This ‘separate procedure’ doesn’t always stand alone.
When your surgeon removes or repairs a spleen with or without other surgical procedures, do you know how to choose the right codes?
Read on to make sure you don’t leave money on the table by missing additional services — or over charge for services by billing for bundled spleen.
Study Case and Codes
CPT® provides six codes for spleen procedures:
Study the following case, then gather our expert advice about how to choose the proper coding:
Operative report: Performed midline celiotomy from 3 cm below xiphoid process to 3 cm above the umbilicus. The peritoneum was entered and the left upper quadrant fully visualized, noting grossly enlarged spleen and intraperitoneal blood. Performed abdominal exploration, noting abnormal colonic mesentery lymph nodes. Divided splenorenal ligament, took down short gastric adhesions, and divided superior and inferior pole vessels, removing spleen with cautery and clamps to control bleeding. Removed colonic mesenteric lymph nodes.
Identify Partial or Total Resection
Based on the surgical report, you can see that the surgeon removed the entire spleen. That means you can rule out 38101, which describes a partial splenectomy. You can also rule out the unlisted code, 38129, because CPT® provides more specific codes for total spleen removal.
Not repair: Reserve the repair code (38115) for cases where the surgeon performs splenorrhaphy rather than removing the spleen — either through an open or laparoscopic surgical approach. That means 38115 is not the correct code for this case.
Chose Open or Laparoscopic
Once you’ve determined that the procedure is a splenectomy, you still don’t have enough information to pinpoint which code to use. In fact, you have three splenectomy CPT® codes to choose from: 38100, 38102, or 38120.
“The first thing you need to identify is whether the procedure is open or laparoscopic,” advises Marcella Bucknam, CPC, CPC-I, CCS-P, CPC-H, CCS, CPC-P, COBGC, CCC, audit manager for CHAN Healthcare in Vancouver, Wash.
Because the op report describes a midline incision, you should use one of the open codes — 38100 or 38102.
Look for Other Procedures
The surgical case in this example involves an open splenectomy for an enlarged spleen, so the best code choice is 38100.
“You should reserve 38102 for a larger resection of a block of visceral organs that includes the spleen and is involved in extensive disease, such as a metastatic malignancy,” Marcella says.
For instance, if the surgeon removed a gastric carcinoma involving the spleen and a portion of the stomach, you should report 38102 for the spleen excision. “You should additionally report the gastrectomy procedure,” Marcella says. For instance, you might list 43631 (Gastrectomy, partial, distal; with gastroduodenostomy) or other code, depending on the op report.
Include exploratory laparotomy: Although the surgical note describes “abdominal exploration,” you should not separately bill an exploratory laparotomy (49000, Exploratory laparotomy, exploratory celiotomy with or without biopsy[s] [separate procedure]) in addition to 38100. “Laparotomy is an integral part of splenectomy, so it’s included in the 38100 code,” Bucknam says.

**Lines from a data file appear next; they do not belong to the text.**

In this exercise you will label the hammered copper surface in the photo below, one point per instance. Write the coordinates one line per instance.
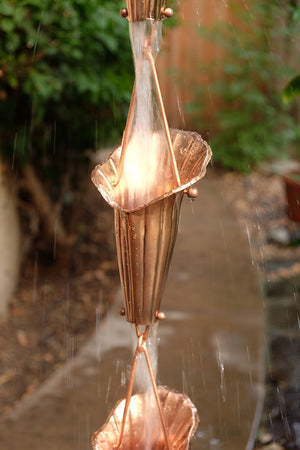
(146, 236)
(143, 427)
(192, 154)
(144, 9)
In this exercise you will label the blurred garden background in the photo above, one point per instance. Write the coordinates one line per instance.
(66, 76)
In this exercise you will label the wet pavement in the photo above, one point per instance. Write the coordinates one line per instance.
(210, 346)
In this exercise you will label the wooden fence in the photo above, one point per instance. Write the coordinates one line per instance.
(183, 52)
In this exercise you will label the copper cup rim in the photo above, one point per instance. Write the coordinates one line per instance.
(176, 190)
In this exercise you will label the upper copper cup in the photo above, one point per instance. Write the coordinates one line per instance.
(144, 9)
(146, 235)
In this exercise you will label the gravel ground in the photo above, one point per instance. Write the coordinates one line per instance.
(259, 201)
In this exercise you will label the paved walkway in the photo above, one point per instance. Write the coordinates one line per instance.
(210, 345)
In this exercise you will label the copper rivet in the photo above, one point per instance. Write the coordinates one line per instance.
(160, 315)
(192, 192)
(124, 13)
(167, 12)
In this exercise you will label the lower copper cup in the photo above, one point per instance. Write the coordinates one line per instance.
(146, 235)
(143, 428)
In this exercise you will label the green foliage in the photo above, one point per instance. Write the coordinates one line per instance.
(66, 76)
(251, 123)
(291, 90)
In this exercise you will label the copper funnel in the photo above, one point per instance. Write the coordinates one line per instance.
(143, 428)
(146, 235)
(144, 9)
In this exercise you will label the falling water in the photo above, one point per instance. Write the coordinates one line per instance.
(147, 168)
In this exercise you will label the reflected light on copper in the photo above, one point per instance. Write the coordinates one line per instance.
(180, 417)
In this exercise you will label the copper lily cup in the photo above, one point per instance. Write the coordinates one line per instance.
(179, 412)
(146, 235)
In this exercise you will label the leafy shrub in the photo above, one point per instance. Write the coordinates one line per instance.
(250, 122)
(65, 77)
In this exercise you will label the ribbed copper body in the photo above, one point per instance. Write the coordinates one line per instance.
(145, 241)
(146, 235)
(143, 424)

Don’t miss other services: The operative note states that the surgeon removed colonic mesenteric lymph nodes. The lymph node biopsy is not an integral part of a splenectomy, so you can separately report the service. Because CPT® doesn’t provide a specific code for open mesenteric lymph node sampling, you should report 38999 (Unlisted procedure, hemic or lymphatic system).
Beware “Separate Procedure” Bundles
The splenectomy case in this example isn’t part of a more extensive procedure. But if your surgeon performs a total or partial splenectomy in addition to another surgical procedure, you’ll need to use caution when deciding whether you can separately report 38100 or 38101.

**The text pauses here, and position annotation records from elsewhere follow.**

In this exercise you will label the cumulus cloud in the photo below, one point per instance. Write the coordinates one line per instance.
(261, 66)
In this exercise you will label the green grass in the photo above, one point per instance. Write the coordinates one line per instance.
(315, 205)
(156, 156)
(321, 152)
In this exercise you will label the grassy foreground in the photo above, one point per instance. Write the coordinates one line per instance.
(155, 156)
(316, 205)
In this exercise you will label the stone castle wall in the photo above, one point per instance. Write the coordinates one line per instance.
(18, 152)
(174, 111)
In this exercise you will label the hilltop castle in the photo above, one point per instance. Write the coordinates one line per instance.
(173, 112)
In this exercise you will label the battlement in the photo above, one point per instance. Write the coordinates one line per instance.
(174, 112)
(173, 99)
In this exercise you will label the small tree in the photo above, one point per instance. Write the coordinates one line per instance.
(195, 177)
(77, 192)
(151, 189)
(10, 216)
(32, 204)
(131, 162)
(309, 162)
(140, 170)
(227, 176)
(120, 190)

CPT® uses the “separate procedure” designation in code descriptors to identify procedures that the physician normally performs as a part of another, more extensive procedure, but which he may provide independently, in some cases.
The separate procedure designation means that the procedure is bundled — and therefore not separately reportable — anytime the physician provides a more extensive, related service.
For instance: If the surgeon excises a portion of the stomach (such as 43631) and incidentally removes the adjacent spleen, you can’t separately report the splenectomy as 38100. In agreement with this CPT® limitation, Medicare’s Correct Coding Initiative bundles 43631 and 38100.
Remember: You can override the edit pair if the two procedures don’t take place in the same anatomic region. Also recall that you can separately report the splenectomy using 38102 if it is an en bloc resection for widespread disease related to the more extensive procedure.